Un projet médical d'établissement

Au Centre Hospitalier de St-Brieuc, les réflexions sur la télémédecine sont engagées de longue date. « Sur le territoire national, de manière générale, nous manquons de lits en néonatalogie », précise Jérôme Aboab, médecin au GHT d’Armor. Il réfléchit à la possibilité de lancer un projet d’expérimentation pour de la surveillance à domicile « des enfants stabilisés dont l’enjeu serait la prise de poids ». Dans cette démarche, « Masimo nous aide, notamment dans la formulation de nos besoins.
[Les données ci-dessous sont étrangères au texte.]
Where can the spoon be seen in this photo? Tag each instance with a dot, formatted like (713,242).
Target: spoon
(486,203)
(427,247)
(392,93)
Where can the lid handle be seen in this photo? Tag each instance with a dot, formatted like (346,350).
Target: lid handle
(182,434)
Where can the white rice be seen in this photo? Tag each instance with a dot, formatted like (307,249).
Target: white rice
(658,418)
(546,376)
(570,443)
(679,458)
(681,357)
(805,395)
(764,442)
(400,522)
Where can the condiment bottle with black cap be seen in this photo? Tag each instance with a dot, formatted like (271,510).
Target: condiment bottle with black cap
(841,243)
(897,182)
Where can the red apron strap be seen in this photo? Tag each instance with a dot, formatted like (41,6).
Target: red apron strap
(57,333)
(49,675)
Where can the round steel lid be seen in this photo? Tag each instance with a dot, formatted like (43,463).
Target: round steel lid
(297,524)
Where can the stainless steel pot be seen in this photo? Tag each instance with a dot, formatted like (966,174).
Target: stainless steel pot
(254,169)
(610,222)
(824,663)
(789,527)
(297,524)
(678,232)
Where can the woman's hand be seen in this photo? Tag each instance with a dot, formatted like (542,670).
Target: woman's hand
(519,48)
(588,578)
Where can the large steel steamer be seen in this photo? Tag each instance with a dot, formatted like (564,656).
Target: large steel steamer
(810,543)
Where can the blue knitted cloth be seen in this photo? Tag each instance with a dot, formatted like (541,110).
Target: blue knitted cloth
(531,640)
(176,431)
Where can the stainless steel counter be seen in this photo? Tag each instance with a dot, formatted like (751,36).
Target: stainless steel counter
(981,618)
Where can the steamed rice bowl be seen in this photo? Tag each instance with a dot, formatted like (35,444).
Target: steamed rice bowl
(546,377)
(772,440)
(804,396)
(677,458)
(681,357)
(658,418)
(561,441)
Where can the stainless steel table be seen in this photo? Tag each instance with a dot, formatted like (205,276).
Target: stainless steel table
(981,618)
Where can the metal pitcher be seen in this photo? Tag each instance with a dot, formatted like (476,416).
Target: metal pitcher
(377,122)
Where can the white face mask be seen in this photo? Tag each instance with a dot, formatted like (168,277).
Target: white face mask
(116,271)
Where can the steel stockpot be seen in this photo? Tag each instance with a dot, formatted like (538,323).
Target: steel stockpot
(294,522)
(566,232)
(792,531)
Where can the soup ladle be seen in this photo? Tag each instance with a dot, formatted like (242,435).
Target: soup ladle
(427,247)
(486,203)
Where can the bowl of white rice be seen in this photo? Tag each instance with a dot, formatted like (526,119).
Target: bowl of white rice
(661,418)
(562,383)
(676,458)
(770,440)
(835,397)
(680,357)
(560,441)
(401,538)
Avec leur forte expérience, ils ont des exemples de parcours patients à nous présenter et cela est primordial tant, dans ce genre de projets, l’aspect organisationnel est précieux. » En effet les questions soulevées sont d’importance. Choix des patients éligibles, surveillance des alertes, rotations du personnel, rôle attribué à la HAD... Une stratégie doit être élaborée entre tous les acteurs, de la direction jusqu’aux PSAD (Prestataires de Soins à Domicile) en passant par les services en hôpital. « C’est un réel projet d’établissement, insiste Stéphane Bertolino. Une approche médico-économique est nécessaire pour cartographier en amont l’activité de l’établissement. Durée Moyenne de Séjour (DMS), coût, patientèle sont ainsi passés au crible. Le but ? Réduire les DMS et optimiser les ressources. » Une perspective prometteuse pour les établissements de santé qui ne devraient pas rester insensibles à ces arguments.